Nan loss in RNN model?

Response777 · February 22, 2017, 5:00am

Hi, I’m trying out the code from the awesome practical-python codes. And I’m replacing the text with a slightly bigger one (originally 164KB, and mine is 966KB).

However, the loss becomes nan after several iterations.

the model by @spro is below.

import torch.nn as nn
from torch.autograd import Variable

class RNN(nn.Module):
    def __init__(self, input_size, hidden_size, output_size):
        super(RNN, self).__init__()
        
        self.hidden_size = hidden_size
        
        self.i2h = nn.Linear(input_size + hidden_size, hidden_size)
        self.i2o = nn.Linear(input_size + hidden_size, output_size)
        self.softmax = nn.LogSoftmax()
    
    def forward(self, input, hidden):
        combined = torch.cat((input, hidden), 1)
        hidden = self.i2h(combined)
        output = self.i2o(combined)
        output = self.softmax(output)
        return output, hidden

    def initHidden(self):
        return Variable(torch.zeros(1, self.hidden_size))

Then I replace the LogSoftmax with softmax+log(output+eps) like that

import torch.nn as nn
from torch.autograd import Variable

class RNN(nn.Module):
    def __init__(self, input_size, hidden_size, output_size):
        super(RNN, self).__init__()
        
        self.hidden_size = hidden_size
        
        self.i2h = nn.Linear(input_size + hidden_size, hidden_size)
        self.i2o = nn.Linear(input_size + hidden_size, output_size)
    
        self.softmax = nn.Softmax()
    
    def forward(self, input, hidden):
        combined = torch.cat((input, hidden), 1)
        hidden = self.i2h(combined)
        output = self.i2o(combined)
        
        output = self.softmax(output)
        output = output.add(1e-8)
        output = output.log()
        
        return output, hidden

    def initHidden(self):
        return Variable(torch.zeros(1, self.hidden_size).type(dtypeFloat))

The result is slightly better, but still end up nan

Is anybody could provide me with some suggestion on how such thing could happen?
Thanks.

Response777 · February 22, 2017, 5:26am

Besides, another problem is how to get nan in PyTorch.

Ok, this is solved, since the type(nan) shows that it’s float, which could be examined with math.isnan(x)

But the NaN problem above is remained unsolved…

apaszke · February 22, 2017, 10:01am

The NaNs appear, because softmax + log separately can be a numerically unstable operation.

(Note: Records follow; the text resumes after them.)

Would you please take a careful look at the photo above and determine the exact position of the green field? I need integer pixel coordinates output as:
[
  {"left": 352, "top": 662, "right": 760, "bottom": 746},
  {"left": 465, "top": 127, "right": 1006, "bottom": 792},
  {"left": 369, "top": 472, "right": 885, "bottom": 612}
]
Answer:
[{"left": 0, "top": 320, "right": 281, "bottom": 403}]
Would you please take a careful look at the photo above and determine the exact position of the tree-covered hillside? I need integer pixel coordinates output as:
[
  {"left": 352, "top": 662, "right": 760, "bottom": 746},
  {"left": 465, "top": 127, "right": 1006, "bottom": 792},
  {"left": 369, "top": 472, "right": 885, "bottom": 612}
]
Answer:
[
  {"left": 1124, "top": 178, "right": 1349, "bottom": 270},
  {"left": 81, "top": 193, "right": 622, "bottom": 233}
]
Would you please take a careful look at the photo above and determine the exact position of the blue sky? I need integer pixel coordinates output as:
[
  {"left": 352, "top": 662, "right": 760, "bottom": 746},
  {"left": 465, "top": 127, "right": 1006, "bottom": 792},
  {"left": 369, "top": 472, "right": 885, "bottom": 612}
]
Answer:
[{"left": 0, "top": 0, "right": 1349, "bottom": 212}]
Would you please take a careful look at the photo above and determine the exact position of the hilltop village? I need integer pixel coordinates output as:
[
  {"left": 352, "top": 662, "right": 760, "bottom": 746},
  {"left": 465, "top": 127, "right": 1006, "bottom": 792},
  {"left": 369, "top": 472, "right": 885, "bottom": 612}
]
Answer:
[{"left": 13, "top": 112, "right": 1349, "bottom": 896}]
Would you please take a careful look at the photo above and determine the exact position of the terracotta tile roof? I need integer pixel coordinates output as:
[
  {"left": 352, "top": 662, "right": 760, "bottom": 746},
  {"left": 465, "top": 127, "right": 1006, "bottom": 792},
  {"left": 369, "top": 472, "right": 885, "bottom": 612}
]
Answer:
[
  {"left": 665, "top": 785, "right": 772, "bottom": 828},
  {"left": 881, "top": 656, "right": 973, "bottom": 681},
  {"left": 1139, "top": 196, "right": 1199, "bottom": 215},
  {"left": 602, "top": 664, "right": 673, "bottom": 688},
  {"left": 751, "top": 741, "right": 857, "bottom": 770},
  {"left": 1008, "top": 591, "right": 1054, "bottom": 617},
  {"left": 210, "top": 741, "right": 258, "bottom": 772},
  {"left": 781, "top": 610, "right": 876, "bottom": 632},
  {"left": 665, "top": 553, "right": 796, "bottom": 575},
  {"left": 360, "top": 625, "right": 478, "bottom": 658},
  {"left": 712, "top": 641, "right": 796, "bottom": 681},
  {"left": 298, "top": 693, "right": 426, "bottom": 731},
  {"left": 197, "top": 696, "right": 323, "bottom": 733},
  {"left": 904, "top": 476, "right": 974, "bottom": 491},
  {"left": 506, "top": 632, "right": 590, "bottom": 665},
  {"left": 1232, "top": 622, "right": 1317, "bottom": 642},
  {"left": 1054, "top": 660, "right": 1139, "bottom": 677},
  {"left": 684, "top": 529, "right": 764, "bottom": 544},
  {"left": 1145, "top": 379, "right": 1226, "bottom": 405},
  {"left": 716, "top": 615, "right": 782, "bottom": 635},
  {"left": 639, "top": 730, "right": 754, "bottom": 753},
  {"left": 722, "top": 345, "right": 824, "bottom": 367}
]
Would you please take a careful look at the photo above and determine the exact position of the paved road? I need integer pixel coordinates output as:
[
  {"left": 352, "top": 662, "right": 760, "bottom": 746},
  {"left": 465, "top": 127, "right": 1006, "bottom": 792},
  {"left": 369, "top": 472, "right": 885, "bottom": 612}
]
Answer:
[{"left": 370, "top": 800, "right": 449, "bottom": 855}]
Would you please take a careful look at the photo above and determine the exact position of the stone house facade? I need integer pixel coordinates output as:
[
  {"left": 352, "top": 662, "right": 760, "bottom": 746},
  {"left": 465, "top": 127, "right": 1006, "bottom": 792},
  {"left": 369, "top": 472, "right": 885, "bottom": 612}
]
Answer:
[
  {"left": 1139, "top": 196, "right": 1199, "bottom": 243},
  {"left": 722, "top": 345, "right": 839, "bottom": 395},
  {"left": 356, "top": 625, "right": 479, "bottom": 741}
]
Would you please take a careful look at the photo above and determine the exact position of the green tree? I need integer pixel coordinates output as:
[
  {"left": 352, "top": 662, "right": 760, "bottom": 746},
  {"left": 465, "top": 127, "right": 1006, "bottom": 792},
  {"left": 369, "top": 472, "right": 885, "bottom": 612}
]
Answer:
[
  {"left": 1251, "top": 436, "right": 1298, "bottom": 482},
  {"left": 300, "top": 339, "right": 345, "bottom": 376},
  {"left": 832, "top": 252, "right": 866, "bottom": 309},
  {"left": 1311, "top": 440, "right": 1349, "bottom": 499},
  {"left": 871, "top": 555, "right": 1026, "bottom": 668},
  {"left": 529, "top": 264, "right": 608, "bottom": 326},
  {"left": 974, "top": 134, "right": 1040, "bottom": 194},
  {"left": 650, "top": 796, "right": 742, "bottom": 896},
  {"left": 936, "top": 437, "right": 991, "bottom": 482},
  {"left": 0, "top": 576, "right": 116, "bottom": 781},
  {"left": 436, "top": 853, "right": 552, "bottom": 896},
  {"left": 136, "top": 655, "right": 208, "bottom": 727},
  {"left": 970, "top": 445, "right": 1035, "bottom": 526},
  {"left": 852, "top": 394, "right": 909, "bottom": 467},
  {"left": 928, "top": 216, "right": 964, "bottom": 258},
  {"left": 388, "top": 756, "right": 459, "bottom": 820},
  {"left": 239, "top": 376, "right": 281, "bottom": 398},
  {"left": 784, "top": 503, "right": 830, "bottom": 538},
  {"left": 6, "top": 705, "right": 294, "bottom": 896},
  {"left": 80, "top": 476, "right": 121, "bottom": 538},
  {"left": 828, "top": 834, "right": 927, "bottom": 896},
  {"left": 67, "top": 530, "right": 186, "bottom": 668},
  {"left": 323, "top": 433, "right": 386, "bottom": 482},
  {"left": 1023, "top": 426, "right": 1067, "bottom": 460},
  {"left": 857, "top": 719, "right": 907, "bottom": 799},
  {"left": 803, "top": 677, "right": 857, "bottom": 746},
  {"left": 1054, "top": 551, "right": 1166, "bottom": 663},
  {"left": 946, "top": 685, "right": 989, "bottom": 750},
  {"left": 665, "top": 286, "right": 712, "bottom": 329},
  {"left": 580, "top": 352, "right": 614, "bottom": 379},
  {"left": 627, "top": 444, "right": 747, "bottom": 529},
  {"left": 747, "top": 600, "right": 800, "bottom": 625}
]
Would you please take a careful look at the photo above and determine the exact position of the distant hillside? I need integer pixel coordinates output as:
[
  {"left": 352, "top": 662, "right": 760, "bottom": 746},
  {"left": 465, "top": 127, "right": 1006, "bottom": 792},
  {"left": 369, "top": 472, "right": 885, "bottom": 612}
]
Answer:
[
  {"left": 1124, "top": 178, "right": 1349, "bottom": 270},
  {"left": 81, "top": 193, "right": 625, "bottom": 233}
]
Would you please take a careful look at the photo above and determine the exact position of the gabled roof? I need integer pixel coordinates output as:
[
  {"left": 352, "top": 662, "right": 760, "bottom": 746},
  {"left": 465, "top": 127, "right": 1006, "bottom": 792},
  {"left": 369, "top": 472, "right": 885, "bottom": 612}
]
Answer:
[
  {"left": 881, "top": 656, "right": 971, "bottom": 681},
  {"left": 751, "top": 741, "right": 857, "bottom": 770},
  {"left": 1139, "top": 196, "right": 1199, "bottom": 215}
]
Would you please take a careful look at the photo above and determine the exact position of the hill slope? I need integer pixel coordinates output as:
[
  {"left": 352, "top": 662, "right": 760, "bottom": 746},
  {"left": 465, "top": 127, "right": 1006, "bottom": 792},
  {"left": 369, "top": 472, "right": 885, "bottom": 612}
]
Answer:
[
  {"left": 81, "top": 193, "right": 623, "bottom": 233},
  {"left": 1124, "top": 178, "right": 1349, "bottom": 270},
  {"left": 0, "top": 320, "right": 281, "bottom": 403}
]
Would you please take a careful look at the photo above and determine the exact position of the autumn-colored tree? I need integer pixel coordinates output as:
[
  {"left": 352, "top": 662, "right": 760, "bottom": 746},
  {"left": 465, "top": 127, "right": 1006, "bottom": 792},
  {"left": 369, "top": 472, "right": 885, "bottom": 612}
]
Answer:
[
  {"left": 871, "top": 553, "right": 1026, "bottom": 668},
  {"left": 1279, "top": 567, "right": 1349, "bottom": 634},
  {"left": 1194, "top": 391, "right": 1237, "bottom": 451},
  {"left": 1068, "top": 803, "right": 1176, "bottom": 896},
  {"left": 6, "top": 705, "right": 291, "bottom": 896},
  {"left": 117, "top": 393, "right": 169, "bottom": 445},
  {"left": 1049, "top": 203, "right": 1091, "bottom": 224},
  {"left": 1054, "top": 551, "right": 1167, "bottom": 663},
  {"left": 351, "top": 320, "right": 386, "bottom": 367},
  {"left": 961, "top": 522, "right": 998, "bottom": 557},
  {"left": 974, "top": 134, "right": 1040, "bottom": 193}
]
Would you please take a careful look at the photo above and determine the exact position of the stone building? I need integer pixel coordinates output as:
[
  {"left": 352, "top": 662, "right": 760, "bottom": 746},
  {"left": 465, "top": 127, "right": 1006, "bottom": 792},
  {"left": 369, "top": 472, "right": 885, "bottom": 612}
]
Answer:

If you’re using CrossEntropyLoss for training, you could use the F.log_softmax function at the end of your model and use NLLLoss. The loss will be equivalent, but much more stable.

Response777 · February 23, 2017, 2:43am

Thanks for reply. But I have added an epsilon to the log and my loss function was NLLLoss.

And I used torch.nn.LogSoftmax and NLLLoss at the beginning, its result was the worst one, and that is why I separated softmax and log operation…

Response777 · February 23, 2017, 3:10am

def cross_entropy(input, target, weight=None, size_average=True):
    r"""This criterion combines `log_softmax` and `nll_loss` in one single class.
    See :class:`torch.nn.CrossEntropyLoss` for details.
    Args:
        input: Variable :math:`(N, C)` where `C = number of classes`
        target: Variable :math:`(N)` where each value is `0 <= targets[i] <= C-1`
        weight (Variable, optional): a manual rescaling weight given to each
                class. If given, has to be a Variable of size "nclasses"
        size_average (bool, optional): By default, the losses are averaged
                over observations for each minibatch. However, if the field
                sizeAverage is set to False, the losses are instead summed
                for each minibatch.
    """
    return nll_loss(log_softmax(input), target, weight, size_average)

Shouldn’t CrossEntropyLoss behave the same as log_softmax+NLLLoss ?

splinter · February 23, 2017, 8:00am

I have the same problem with you, and replace cross_entropy with log_softmax + nll_loss doesn’t work.

It seems to me that nan is more likely to happen when the network is big; when I try the same architecture on a much smaller scale the nan disappear

Response777 · February 23, 2017, 1:33pm

yep, I set eps to 1e-6 and I think it can not be explained with “numerically unstable”, since the numerically unstable may result in problematic problem which have difficult converge, but it cannot explain a negative output of exp, which is totally wrong.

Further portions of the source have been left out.